Kalita Bhupalee, Pederson Ryan, Chen Jielun, Li Li, Burke Kieron
Department of Chemistry, University of California, Irvine, California 92697, United States.
Department of Physics and Astronomy, University of California, Irvine, California 92697, United States.
J Phys Chem Lett. 2022 Mar 24;13(11):2540-2547. doi: 10.1021/acs.jpclett.2c00371. Epub 2022 Mar 14.
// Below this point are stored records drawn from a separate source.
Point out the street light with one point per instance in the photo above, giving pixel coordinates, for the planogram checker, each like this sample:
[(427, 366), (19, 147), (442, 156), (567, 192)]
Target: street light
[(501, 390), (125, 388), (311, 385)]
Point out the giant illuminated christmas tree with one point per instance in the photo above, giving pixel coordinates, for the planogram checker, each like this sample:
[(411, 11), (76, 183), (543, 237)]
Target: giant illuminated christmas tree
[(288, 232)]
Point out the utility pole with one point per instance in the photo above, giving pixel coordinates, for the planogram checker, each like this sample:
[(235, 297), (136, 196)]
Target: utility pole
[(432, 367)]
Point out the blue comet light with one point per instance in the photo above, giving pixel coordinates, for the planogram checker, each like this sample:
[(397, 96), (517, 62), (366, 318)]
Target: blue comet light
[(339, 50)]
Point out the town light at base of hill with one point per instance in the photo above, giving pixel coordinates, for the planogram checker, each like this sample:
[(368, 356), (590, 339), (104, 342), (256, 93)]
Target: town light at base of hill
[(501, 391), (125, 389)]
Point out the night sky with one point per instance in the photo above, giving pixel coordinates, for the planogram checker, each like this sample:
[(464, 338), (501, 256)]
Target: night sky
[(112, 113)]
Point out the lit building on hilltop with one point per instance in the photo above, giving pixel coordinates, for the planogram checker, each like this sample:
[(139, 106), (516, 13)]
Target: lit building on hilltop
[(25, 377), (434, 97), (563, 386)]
Kohn-Sham regularizer (KSR) is a differentiable machine learning approach to finding the exchange-correlation functional in Kohn-Sham density functional theory that works for strongly correlated systems. Here we test KSR for a weak correlation. We propose spin-adapted KSR (sKSR) with trainable local, semilocal, and nonlocal approximations found by minimizing density and total energy loss. We assess the atoms-to-molecules generalizability by training on one-dimensional (1D) H, He, Li, Be, and Be and testing on 1D hydrogen chains, LiH, BeH, and helium hydride complexes. The generalization error from our semilocal approximation is comparable to other differentiable approaches, but our nonlocal functional outperforms any existing machine learning functionals, predicting ground-state energies of test systems with a mean absolute error of 2.7 mH.
科恩-沈正则化器(KSR)是一种可微的机器学习方法,用于在科恩-沈密度泛函理论中寻找适用于强关联系统的交换关联泛函。在此,我们针对弱关联对KSR进行测试。我们提出了自旋适配的KSR(sKSR),通过最小化密度和总能量损失来找到可训练的局域、半局域和非局域近似。我们通过对一维(1D)的H、He、Li、Be以及Be进行训练,并对一维氢链、LiH、BeH和氢化氦配合物进行测试,来评估从原子到分子的泛化能力。我们半局域近似的泛化误差与其他可微方法相当,但我们的非局域泛函优于任何现有的机器学习泛函,预测测试系统的基态能量时平均绝对误差为2.7 mH。